Gunnar shook his head. “She’s great. It’s all great. I forgot how fucking good it is to be alive.”
“You’re still dead,” Dottie corrected. She squinted at the label on the front of the Honeybuns box. “Just not in Hell.”
“Close enough,” Gunnar muttered and took a monstrous bite of the second cake.
I peeled open the package of Twinkies and pulled one out to offer to Whitney. “Wanna try? Might be kinda like a syllabub. The inside part, anyway.”
He frowned but accepted while Dottie helped herself to a Honeybun.
With everyone gathered around, I was keenly aware of Loren’s absence. I found him by the door, simultaneously as close as he could get to the exit and as far as he could get from me. It sent a clear enough message that I didn’t bother trying to loop him in, even though I had a box of Oatmeal Creme Pies with his name on it.
Gunnar polished off one package of Swiss Rolls and ripped into another while Dottie licked the glaze off her Honeybun. Her expression shifted from confusion to delight, making it clear this was a novel experience.
I knew Whitney was old—Loren, too—but I wasn’t sure about the other two. I waited until Gunnar had swallowed his next bite before asking, “How long have you been in Hell? Been dead?”
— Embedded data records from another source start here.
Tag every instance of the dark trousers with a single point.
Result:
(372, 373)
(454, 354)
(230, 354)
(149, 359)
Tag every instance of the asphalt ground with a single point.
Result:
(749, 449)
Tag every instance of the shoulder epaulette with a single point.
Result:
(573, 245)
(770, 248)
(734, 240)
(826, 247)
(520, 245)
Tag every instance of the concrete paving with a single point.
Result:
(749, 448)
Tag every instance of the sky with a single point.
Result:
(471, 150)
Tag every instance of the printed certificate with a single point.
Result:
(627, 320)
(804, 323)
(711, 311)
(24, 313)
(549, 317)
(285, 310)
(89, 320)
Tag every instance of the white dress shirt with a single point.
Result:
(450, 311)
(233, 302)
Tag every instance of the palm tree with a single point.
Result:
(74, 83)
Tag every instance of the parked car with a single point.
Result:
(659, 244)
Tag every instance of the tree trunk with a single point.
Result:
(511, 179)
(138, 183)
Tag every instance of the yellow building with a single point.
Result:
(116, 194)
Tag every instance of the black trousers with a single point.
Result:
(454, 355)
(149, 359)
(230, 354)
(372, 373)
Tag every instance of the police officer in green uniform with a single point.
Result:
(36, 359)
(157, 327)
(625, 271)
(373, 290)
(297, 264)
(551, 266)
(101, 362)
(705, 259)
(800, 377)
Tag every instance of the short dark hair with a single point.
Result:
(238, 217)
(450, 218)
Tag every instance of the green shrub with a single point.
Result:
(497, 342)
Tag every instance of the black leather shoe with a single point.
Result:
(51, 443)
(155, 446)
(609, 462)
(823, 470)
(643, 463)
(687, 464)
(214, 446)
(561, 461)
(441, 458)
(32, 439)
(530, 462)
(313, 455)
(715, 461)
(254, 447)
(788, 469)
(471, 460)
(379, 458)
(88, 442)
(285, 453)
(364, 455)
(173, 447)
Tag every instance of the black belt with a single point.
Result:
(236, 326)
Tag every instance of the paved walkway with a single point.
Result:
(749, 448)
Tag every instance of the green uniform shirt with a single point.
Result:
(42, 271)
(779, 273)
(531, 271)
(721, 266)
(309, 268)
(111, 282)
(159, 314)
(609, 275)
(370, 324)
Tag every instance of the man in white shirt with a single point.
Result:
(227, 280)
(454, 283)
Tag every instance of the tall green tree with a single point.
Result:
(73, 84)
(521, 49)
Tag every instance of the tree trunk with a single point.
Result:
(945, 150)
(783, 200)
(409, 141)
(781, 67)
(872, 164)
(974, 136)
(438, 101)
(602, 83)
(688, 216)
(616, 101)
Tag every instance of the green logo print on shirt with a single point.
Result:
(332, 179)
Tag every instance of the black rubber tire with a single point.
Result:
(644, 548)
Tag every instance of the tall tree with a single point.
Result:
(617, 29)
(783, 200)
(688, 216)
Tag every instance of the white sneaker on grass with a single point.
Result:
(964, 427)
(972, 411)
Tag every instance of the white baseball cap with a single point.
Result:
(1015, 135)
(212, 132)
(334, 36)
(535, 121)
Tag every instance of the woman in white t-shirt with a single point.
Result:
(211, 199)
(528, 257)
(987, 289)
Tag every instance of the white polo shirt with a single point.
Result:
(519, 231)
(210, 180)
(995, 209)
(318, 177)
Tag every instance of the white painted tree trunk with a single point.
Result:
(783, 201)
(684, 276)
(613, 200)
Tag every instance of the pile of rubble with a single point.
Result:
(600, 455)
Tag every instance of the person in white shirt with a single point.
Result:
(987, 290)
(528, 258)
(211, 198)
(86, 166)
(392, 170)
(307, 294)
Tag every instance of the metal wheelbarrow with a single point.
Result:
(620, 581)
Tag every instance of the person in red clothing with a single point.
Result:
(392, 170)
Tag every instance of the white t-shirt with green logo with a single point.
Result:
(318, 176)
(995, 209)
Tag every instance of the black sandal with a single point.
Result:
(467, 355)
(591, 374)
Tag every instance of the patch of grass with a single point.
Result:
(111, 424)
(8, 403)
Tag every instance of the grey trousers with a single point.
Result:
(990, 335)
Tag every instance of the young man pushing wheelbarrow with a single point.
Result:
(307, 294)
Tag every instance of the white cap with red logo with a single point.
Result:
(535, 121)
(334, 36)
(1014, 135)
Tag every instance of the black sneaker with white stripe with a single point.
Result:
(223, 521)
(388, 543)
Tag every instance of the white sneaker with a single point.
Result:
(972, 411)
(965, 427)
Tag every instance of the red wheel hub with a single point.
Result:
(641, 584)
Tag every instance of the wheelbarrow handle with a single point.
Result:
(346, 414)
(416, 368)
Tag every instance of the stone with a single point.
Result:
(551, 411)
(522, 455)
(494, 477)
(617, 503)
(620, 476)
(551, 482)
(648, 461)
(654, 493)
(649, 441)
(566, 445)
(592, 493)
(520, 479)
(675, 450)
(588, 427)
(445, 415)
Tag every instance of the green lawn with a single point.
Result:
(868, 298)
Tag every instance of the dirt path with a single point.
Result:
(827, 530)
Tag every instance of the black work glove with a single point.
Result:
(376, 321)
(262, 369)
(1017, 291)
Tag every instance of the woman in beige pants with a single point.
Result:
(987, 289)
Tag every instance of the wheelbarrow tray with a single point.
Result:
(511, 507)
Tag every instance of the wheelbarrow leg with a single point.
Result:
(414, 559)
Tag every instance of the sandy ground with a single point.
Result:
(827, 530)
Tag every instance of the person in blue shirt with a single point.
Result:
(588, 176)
That opened the door to further inquiry, more questions like the ones I’d asked Whitney on his first day with us. Surely not all hellhounds were born from tragedy like ambushed soldiers or narcissistic lovers. Maybe some people just… died.
“Twenty… thirty years, I think?” Gunnar replied. “About as long as I was alive.” He laughed, but it wasn’t a happy sound. “What about you, Dot?”
Dottie’s lips twisted in contemplation. She had a certain vibe about her, tough girl aesthetic but not in the modern sense. Like she would have been a member of the Pink Ladies inGrease. Rizzo’s best pal.
“Twice as long, I imagine. Maybe more,” Dottie said. “Eisenhower was in office. We were at war with Korea?—”
“1953,” Loren’s voice rumbled from the far wall. I think the interruption surprised even him because when we all glancedover, he shied away from our attention and muttered, “It’s the only year those things coincided.”
The break in his silence came as a relief, even if he wasn’t speaking directly to me. No one replied, busying themselves sampling the treats I’d brought. Whitney dabbed his finger into the cream oozing out of the bottom of the Twinkie, then peered at it.
“It’s good,” I encouraged him. “Sweet.”
He put his frosting-tipped finger to his tongue, then his features twisted. “Saccharine. What’s it made of?” Despite his apparent distaste for the stuff, he gave the spongey corner of the Twinkie a nibble.
I grinned. “Pretty much just sugar, I think.”
“Little wonder,” he replied.
He smacked at the little bite of food, then mulled it around in his mouth for several seconds while I tried not to giggle. The combination of the shape of the cake and the idea of him sucking out the cream filling was almost too much to keep to myself, so I spun toward Dottie and Gunnar and changed the subject.
“Since you guys are here for the foreseeable future, we should probably get to know each other,” I said. “More than what they put in your obituary.”
“Sure,” Gunnar agreed, gleefully riding a sugar rush.
Dottie remained guarded and recoiled slightly as she asked, “What do you have in mind?”
Honestly, I hadn’t thought beyond getting out of the trailer and delivering the food like a Little Debbie dealer, but I could think on the fly.
“Let’s play a game,” I said.
Rounding the island, I went to the fridge and retrieved a chilled bottle of Chardonnay. Setting it on the counter, I next searched the cabinet above the sink. It was too much to hope to find ten identical cups, so I collected an assortment. Coffeemugs, stemware, and water glasses were ferried from the shelves to the island, where I pushed the snacks aside then arranged the cups like pins in a bowling alley.
Ping-pong balls were not likely to be found in Sully’s apartment, but I had a plan for that. Rummaging into the pantry, I found a roll of aluminum foil, tore off a sheet, and then shaped it into a ball. When I waggled it in the air, Gunnar’s enthusiasm sparked anew.
“Beer pong?” He pumped his fist. “Hell yeah!”
Uncorking the wine, I poured some in each of the ten cups, then polished off the dribble that remained.
“What is this?” Whitney gestured to the spread.
Gunnar launched into an enthusiastic explanation of the rules of beer pong. Or wine pong, in this case.